Edited 28 July: new version to download
I made a kind of cylindrical camera by sticking ordinary cameras together. Works quite nicely.
I thought this would be cool for a game played primarily on a horizontal plane- like a rotate and thrust thing, tank game etc. You can change the horizontal fov so it goes up to very large numbers. I capped it to 500 degrees. 180 degrees you can't do with an ordinary perspective camera, and approaching this you get nasty stretching at the edges. With the cylindrical camera you don't. You can go up to 360 degrees and beyond.
In latest version i have tried to make the equations generalised
and have provided comments so that you can change the parameters easily, like number of cameras, display mode, letterboxing etc, and hopefully be able to stick it into a game.
I think it would be interesting in a first person shooter. A person has a perhipheral field of vision of over 180 degrees horizontally, and you don't normally get this in games, but you can do it with this. However, a person cannot look DIRECTLY at something 90 degrees to the side without turning their head, but you can with this. Try "peeking" around the corner of a box, or going through the line- you can check to the side without moving the mouse.

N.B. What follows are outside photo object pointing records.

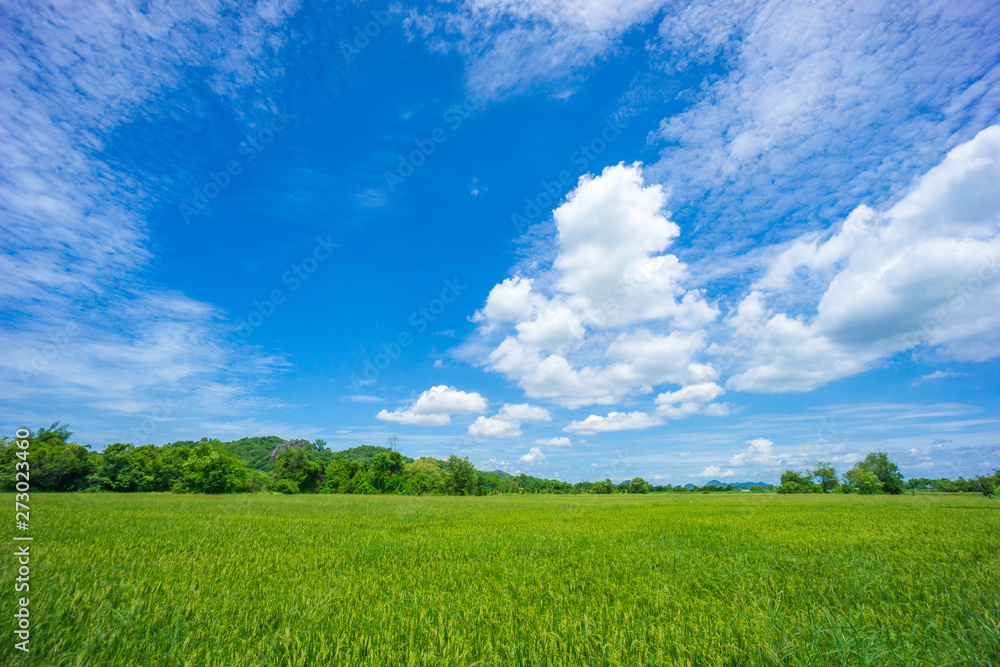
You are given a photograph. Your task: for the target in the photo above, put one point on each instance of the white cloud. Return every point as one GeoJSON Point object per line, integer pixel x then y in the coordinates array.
{"type": "Point", "coordinates": [554, 442]}
{"type": "Point", "coordinates": [759, 450]}
{"type": "Point", "coordinates": [936, 375]}
{"type": "Point", "coordinates": [533, 456]}
{"type": "Point", "coordinates": [816, 108]}
{"type": "Point", "coordinates": [435, 406]}
{"type": "Point", "coordinates": [615, 421]}
{"type": "Point", "coordinates": [691, 400]}
{"type": "Point", "coordinates": [715, 472]}
{"type": "Point", "coordinates": [88, 328]}
{"type": "Point", "coordinates": [507, 422]}
{"type": "Point", "coordinates": [513, 45]}
{"type": "Point", "coordinates": [923, 273]}
{"type": "Point", "coordinates": [575, 342]}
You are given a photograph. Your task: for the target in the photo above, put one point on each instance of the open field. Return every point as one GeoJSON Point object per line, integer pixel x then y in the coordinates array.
{"type": "Point", "coordinates": [130, 580]}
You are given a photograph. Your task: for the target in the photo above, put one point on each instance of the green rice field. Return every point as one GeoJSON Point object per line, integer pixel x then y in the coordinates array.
{"type": "Point", "coordinates": [726, 579]}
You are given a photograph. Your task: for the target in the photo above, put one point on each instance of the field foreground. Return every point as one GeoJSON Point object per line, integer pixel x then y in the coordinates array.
{"type": "Point", "coordinates": [257, 580]}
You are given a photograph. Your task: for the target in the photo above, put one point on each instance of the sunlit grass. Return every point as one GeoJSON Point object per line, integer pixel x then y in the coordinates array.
{"type": "Point", "coordinates": [127, 580]}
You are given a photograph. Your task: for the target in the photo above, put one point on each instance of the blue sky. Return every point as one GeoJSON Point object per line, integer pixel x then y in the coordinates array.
{"type": "Point", "coordinates": [585, 239]}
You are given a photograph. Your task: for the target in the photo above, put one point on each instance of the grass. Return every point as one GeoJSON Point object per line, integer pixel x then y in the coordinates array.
{"type": "Point", "coordinates": [135, 580]}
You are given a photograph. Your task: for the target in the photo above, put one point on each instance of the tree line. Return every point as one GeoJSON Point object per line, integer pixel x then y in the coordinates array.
{"type": "Point", "coordinates": [877, 474]}
{"type": "Point", "coordinates": [272, 464]}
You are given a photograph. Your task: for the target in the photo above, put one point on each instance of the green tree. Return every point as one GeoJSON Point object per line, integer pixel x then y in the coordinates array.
{"type": "Point", "coordinates": [386, 471]}
{"type": "Point", "coordinates": [886, 471]}
{"type": "Point", "coordinates": [55, 463]}
{"type": "Point", "coordinates": [463, 475]}
{"type": "Point", "coordinates": [207, 470]}
{"type": "Point", "coordinates": [794, 482]}
{"type": "Point", "coordinates": [294, 465]}
{"type": "Point", "coordinates": [987, 484]}
{"type": "Point", "coordinates": [638, 485]}
{"type": "Point", "coordinates": [863, 480]}
{"type": "Point", "coordinates": [425, 476]}
{"type": "Point", "coordinates": [826, 476]}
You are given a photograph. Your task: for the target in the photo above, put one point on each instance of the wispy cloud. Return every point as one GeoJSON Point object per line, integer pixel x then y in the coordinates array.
{"type": "Point", "coordinates": [85, 325]}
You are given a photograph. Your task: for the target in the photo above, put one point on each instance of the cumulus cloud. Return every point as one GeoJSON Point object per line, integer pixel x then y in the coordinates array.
{"type": "Point", "coordinates": [612, 315]}
{"type": "Point", "coordinates": [533, 456]}
{"type": "Point", "coordinates": [435, 406]}
{"type": "Point", "coordinates": [507, 422]}
{"type": "Point", "coordinates": [692, 400]}
{"type": "Point", "coordinates": [715, 472]}
{"type": "Point", "coordinates": [924, 273]}
{"type": "Point", "coordinates": [615, 421]}
{"type": "Point", "coordinates": [759, 450]}
{"type": "Point", "coordinates": [561, 441]}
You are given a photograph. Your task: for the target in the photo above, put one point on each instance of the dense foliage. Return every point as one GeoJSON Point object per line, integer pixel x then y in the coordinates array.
{"type": "Point", "coordinates": [247, 465]}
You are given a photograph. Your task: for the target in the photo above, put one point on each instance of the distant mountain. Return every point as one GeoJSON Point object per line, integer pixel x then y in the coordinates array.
{"type": "Point", "coordinates": [364, 454]}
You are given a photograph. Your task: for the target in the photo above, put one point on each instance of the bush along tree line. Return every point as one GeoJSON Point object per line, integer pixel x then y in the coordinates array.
{"type": "Point", "coordinates": [877, 474]}
{"type": "Point", "coordinates": [273, 464]}
{"type": "Point", "coordinates": [251, 464]}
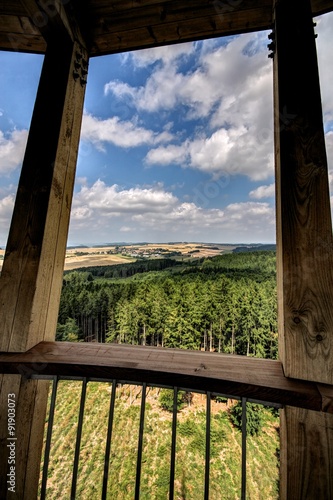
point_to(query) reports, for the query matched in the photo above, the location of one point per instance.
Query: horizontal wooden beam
(238, 376)
(123, 25)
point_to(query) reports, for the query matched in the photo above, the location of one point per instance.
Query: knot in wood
(201, 367)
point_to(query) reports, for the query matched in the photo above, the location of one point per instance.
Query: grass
(225, 464)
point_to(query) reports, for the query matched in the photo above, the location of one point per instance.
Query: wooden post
(33, 266)
(304, 250)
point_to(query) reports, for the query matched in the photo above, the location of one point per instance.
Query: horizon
(176, 141)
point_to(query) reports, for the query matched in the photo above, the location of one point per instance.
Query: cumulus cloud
(231, 87)
(263, 192)
(12, 147)
(226, 151)
(153, 211)
(324, 45)
(125, 134)
(166, 54)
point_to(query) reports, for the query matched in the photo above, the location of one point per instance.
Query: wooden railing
(240, 376)
(236, 377)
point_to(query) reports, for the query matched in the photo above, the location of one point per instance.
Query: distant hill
(254, 248)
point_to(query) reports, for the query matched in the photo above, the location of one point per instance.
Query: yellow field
(99, 256)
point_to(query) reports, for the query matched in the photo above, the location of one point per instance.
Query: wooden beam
(253, 378)
(177, 25)
(306, 460)
(304, 227)
(304, 252)
(32, 271)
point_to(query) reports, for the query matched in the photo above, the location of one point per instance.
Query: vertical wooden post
(304, 250)
(304, 227)
(33, 267)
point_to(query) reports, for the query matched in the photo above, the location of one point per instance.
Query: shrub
(255, 416)
(166, 399)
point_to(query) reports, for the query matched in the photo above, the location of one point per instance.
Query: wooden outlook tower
(68, 33)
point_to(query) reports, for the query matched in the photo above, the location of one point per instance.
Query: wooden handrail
(239, 376)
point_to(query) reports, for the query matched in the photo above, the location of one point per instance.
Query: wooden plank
(180, 13)
(304, 228)
(18, 42)
(167, 33)
(309, 455)
(16, 24)
(32, 272)
(304, 253)
(254, 378)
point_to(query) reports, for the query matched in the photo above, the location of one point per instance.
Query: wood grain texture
(306, 462)
(304, 228)
(234, 375)
(32, 273)
(102, 21)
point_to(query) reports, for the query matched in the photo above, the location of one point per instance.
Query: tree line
(225, 304)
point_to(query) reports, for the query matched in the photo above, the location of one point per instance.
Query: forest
(225, 304)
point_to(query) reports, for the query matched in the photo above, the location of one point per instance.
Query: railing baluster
(108, 440)
(140, 443)
(173, 444)
(243, 491)
(48, 437)
(207, 457)
(78, 438)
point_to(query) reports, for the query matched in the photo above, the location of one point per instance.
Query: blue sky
(176, 142)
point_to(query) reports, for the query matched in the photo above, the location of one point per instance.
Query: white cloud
(166, 54)
(226, 151)
(324, 47)
(125, 134)
(12, 147)
(231, 86)
(153, 212)
(263, 192)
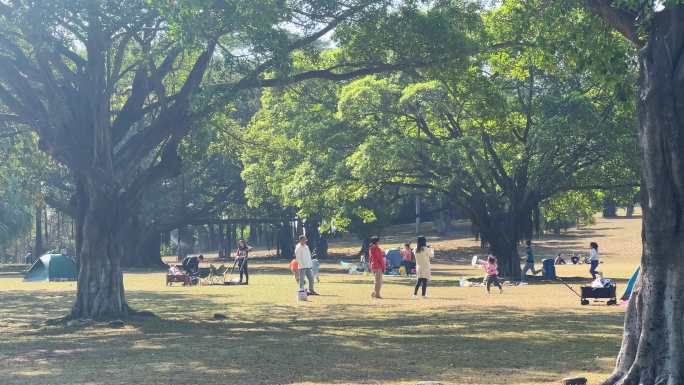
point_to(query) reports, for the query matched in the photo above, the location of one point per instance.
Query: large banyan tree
(111, 89)
(653, 343)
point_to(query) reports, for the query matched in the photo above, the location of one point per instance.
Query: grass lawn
(534, 334)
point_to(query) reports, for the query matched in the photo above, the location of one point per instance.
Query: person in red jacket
(377, 265)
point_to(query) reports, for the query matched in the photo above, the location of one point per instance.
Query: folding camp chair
(217, 274)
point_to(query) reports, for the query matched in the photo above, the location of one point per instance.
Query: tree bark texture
(100, 292)
(652, 350)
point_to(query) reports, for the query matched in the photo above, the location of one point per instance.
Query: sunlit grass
(533, 334)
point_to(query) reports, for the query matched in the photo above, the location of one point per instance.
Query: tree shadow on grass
(270, 343)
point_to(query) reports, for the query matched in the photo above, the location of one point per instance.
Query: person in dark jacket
(191, 264)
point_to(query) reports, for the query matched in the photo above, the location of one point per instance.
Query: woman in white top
(423, 255)
(594, 259)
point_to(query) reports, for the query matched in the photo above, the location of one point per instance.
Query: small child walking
(423, 255)
(492, 270)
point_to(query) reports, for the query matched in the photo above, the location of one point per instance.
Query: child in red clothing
(377, 265)
(492, 270)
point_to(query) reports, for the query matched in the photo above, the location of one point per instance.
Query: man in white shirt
(303, 257)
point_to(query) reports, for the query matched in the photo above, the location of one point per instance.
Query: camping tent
(630, 285)
(393, 258)
(52, 267)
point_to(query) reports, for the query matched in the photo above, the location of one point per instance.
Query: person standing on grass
(377, 265)
(304, 265)
(242, 254)
(593, 259)
(492, 270)
(423, 269)
(407, 258)
(529, 262)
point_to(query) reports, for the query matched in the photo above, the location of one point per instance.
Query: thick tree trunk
(653, 342)
(630, 210)
(100, 292)
(286, 241)
(505, 249)
(38, 248)
(609, 208)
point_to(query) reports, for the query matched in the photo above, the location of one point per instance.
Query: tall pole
(417, 213)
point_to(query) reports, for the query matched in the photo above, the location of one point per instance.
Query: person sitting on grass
(492, 270)
(529, 262)
(423, 269)
(560, 260)
(191, 264)
(407, 258)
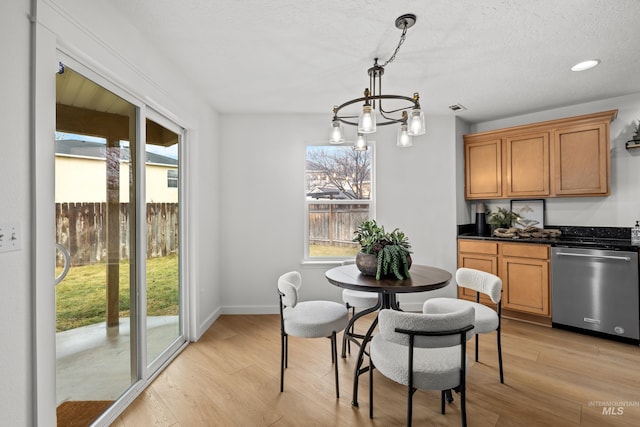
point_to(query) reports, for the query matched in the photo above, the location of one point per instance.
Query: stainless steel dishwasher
(596, 290)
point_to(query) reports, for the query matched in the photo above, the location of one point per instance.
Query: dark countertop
(610, 238)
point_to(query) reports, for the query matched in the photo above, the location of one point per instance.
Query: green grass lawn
(81, 296)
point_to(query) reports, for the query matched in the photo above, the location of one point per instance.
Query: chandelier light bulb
(337, 135)
(361, 143)
(367, 120)
(404, 138)
(416, 122)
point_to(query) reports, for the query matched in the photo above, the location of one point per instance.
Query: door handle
(620, 258)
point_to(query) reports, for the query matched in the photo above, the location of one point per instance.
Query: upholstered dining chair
(307, 319)
(355, 299)
(423, 351)
(487, 319)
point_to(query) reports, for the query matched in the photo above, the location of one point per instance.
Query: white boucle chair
(355, 299)
(307, 319)
(423, 351)
(487, 319)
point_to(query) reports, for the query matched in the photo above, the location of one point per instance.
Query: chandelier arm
(365, 98)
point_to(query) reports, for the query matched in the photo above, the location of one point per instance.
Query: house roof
(74, 147)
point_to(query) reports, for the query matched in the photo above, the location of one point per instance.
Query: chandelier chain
(402, 38)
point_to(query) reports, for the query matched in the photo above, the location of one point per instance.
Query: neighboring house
(85, 162)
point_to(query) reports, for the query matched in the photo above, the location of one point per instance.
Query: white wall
(262, 199)
(622, 207)
(15, 313)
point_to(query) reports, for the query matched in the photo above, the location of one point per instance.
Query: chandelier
(406, 110)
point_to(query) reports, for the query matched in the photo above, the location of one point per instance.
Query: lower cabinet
(524, 270)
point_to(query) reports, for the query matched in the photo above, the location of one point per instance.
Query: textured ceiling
(498, 58)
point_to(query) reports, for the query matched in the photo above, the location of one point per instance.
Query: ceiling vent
(457, 107)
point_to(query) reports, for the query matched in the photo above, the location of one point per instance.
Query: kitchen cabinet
(479, 255)
(581, 160)
(527, 165)
(558, 158)
(524, 270)
(483, 169)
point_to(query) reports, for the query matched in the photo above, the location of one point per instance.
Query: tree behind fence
(81, 229)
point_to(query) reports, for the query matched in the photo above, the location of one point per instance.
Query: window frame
(307, 258)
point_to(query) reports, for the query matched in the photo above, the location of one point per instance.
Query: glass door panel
(163, 289)
(95, 221)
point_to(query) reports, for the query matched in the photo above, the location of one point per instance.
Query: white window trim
(321, 261)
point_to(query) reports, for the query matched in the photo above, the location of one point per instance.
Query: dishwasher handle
(621, 258)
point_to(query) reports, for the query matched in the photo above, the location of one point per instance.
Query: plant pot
(368, 263)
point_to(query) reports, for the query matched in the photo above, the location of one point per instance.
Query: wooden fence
(81, 229)
(334, 225)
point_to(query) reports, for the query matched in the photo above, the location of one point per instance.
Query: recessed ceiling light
(585, 65)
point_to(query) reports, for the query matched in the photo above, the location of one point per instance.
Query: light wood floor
(231, 378)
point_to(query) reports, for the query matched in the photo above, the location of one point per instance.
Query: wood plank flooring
(231, 378)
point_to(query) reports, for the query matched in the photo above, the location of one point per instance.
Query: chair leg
(334, 357)
(371, 367)
(283, 359)
(477, 337)
(448, 395)
(463, 406)
(500, 355)
(346, 343)
(410, 392)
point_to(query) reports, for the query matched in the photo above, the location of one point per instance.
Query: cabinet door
(483, 169)
(484, 261)
(527, 165)
(526, 285)
(581, 160)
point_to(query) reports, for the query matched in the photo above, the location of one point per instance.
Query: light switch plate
(10, 237)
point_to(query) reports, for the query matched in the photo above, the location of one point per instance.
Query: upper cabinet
(558, 158)
(483, 168)
(581, 160)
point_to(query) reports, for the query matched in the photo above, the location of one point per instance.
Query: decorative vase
(368, 263)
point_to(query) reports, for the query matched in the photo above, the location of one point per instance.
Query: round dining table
(423, 278)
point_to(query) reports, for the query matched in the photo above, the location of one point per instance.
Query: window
(339, 195)
(172, 178)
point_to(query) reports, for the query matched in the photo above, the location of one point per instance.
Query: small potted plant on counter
(502, 218)
(381, 253)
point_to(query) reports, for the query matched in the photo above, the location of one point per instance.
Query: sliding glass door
(163, 290)
(118, 287)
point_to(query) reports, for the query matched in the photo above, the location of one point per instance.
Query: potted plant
(502, 218)
(382, 253)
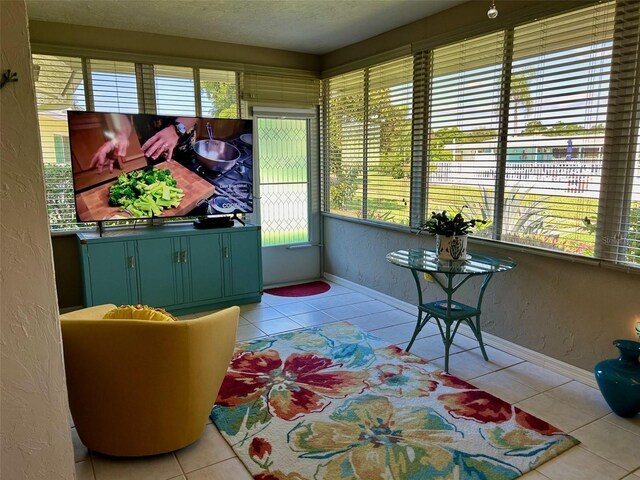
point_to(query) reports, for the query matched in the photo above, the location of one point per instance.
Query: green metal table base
(450, 317)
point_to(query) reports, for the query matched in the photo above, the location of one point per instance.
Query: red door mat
(300, 290)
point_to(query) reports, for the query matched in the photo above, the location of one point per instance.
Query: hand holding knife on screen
(165, 140)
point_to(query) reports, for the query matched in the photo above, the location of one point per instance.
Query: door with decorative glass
(289, 194)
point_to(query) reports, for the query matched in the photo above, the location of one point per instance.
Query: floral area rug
(335, 402)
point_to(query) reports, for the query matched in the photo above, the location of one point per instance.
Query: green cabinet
(175, 267)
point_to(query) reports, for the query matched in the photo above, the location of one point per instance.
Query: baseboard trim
(570, 371)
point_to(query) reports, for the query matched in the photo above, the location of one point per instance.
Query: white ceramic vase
(451, 248)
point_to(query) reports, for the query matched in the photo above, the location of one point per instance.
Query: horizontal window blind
(346, 132)
(618, 225)
(279, 90)
(534, 128)
(560, 84)
(464, 124)
(369, 142)
(59, 87)
(114, 86)
(218, 93)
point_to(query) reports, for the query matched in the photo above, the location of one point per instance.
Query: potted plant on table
(451, 233)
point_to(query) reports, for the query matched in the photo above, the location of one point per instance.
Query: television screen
(141, 166)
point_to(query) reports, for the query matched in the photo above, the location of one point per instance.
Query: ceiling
(309, 26)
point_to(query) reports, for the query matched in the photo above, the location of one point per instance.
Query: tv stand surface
(176, 267)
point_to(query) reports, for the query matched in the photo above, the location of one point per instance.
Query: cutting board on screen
(94, 204)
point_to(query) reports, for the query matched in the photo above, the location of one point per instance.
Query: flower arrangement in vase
(451, 233)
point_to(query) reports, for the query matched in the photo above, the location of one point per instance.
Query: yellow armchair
(139, 387)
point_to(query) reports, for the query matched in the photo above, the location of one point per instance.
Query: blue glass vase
(619, 379)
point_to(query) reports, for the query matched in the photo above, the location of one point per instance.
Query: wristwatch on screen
(181, 130)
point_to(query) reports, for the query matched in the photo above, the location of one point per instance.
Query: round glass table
(449, 276)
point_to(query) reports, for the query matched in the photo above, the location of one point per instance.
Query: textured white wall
(566, 310)
(34, 428)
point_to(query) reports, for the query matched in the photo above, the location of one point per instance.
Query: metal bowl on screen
(216, 155)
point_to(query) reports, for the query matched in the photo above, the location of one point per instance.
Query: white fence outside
(575, 179)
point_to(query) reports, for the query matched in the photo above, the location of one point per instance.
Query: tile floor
(609, 449)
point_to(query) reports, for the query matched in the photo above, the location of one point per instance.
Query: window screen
(560, 81)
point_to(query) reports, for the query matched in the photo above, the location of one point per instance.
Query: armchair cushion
(139, 312)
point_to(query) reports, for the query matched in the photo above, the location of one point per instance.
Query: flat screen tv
(136, 166)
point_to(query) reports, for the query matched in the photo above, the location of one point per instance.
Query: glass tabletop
(426, 261)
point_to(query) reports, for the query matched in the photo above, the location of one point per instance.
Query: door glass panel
(284, 184)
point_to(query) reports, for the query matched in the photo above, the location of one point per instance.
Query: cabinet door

Obviously the more cameras, the less "bumpy" stuff looks (straight lines instead of looking like curved lines look like kinked lines). 10 seems like enough cameras below 180 degrees or so. I figure too many cameras might make it run slow. I haven't experienced significant slowdown, but then my test scene is quite uncomplicated.
I attach a zip with the exe and the source and media. It's 1.9 megs.
Mouselook and mouseclick to move. Arrows to change the angular range. Other parameters can be changed at the start of the prog without too much difficulty i hope.
I'd like to have a spherical camera too, and you can't really do that practically this way. Hope someone finds this useful/interesting.